To investigate the roles of ErbB3 in mouse mammary gland development, we transplanted mammary buds from ErbB3-/- embryos into the cleared mammary fat pads of wild-type immunocompromised mice. Effects on ductal outgrowth were analyzed at 4 weeks, 7 weeks and 20 weeks after transplantation for total ductal outgrowth, branch density, and number and area of terminal end buds. Sections of glands containing terminal end buds were analyzed for number and epithelial area of terminal end buds. Terminal end buds were also analyzed for presence of mitotic figures, apoptotic figures, BrdU incorporation, and expression of E-cadherin, P-cadherin, alpha-smooth muscle actin, and cleaved caspase-3.
The mammary ductal trees developed from ErbB3-/- buds only partly filled the mammary fat pad. In contrast to similar experiments with ErbB2-/- mammary buds, this phenotype was maintained through adulthood, pregnancy, and parturition. In addition, and in contrast to similar work with ErbB4-/- mammary buds, lobuloalveolar development of ErbB3-/- transplanted glands was normal. The ErbB3-/- mammary outgrowth defect was associated with a decrease in the size of the terminal end buds, and with increases in branch density, in the number of terminal end buds, and in the number of luminal spaces. Proliferation rates were not affected by the lack of ErbB3, but there was an increase in apoptosis in ErbB3-/- terminal end buds.

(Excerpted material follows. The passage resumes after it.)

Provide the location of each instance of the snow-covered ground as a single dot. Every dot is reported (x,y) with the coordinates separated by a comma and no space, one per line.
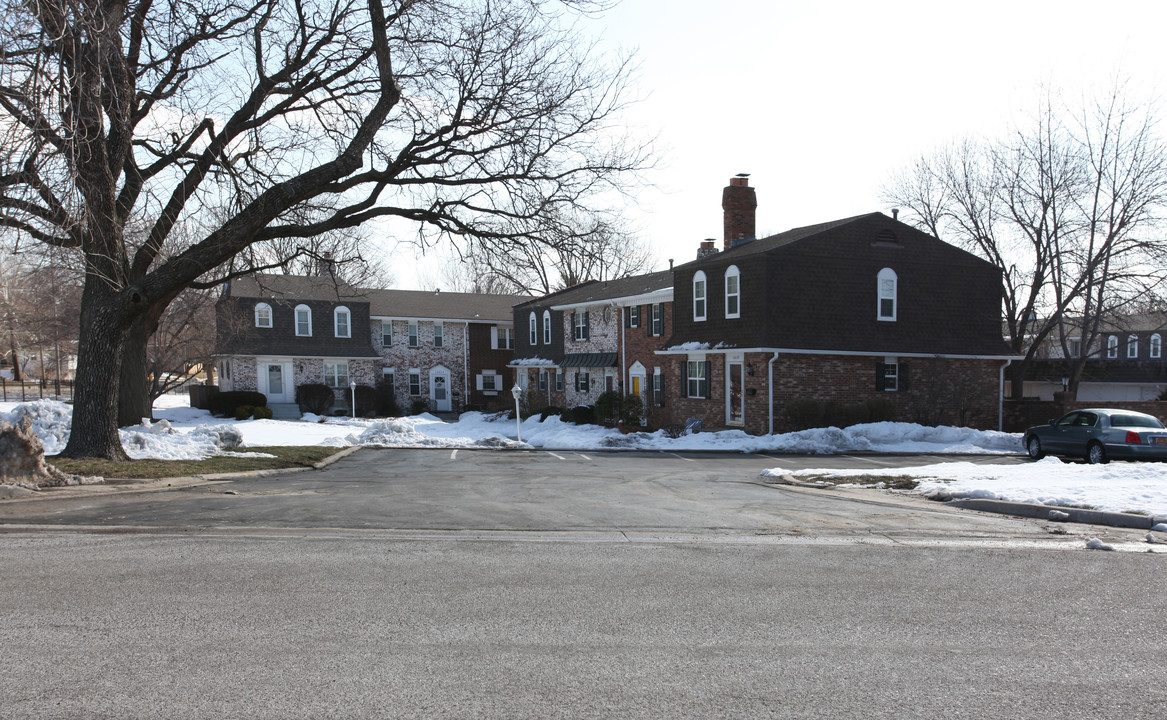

Endogenous ErbB3 regulates morphogenesis of mammary epithelium.
受体ErbB3/HER3在人类乳腺癌中常过度表达,且常与原癌基因ERBB2/HER2/NEU的过度表达同时出现。尽管ErbB3在乳腺癌中的预后/预测价值尚不清楚,但已知其会导致治疗抵抗。了解ErbB3在正常乳腺中的功能将有助于解释其在癌症病因中的作用,以及作为乳腺癌基因ERBB2信号反应调节剂的作用。
为了研究ErbB3在小鼠乳腺发育中的作用,我们将来自ErbB3基因敲除胚胎的乳腺芽移植到野生型免疫缺陷小鼠清除后的乳腺脂肪垫中。在移植后4周、7周和20周分析对导管生长的影响,包括总导管生长、分支密度、末端芽的数量和面积。对含有末端芽的腺体切片分析末端芽的数量和上皮面积。还分析了末端芽的有丝分裂图、凋亡图、BrdU掺入情况,以及E-钙黏蛋白、P-钙黏蛋白、α-平滑肌肌动蛋白和裂解的半胱天冬酶-3的表达。
由ErbB3基因敲除芽发育而来的乳腺导管树仅部分填充乳腺脂肪垫。与用ErbB2基因敲除乳腺芽进行的类似实验不同,这种表型在成年期、孕期和分娩期均保持。此外,与用ErbB4基因敲除乳腺芽进行的类似研究不同,ErbB3基因敲除移植腺体的小叶腺泡发育正常。ErbB3基因敲除的乳腺生长缺陷与末端芽大小减小、分支密度增加、末端芽数量增加以及管腔空间数量增加有关。增殖率不受ErbB3缺失的影响,但ErbB3基因敲除的末端芽中凋亡增加。
内源性ErbB3调节乳腺上皮的形态发生。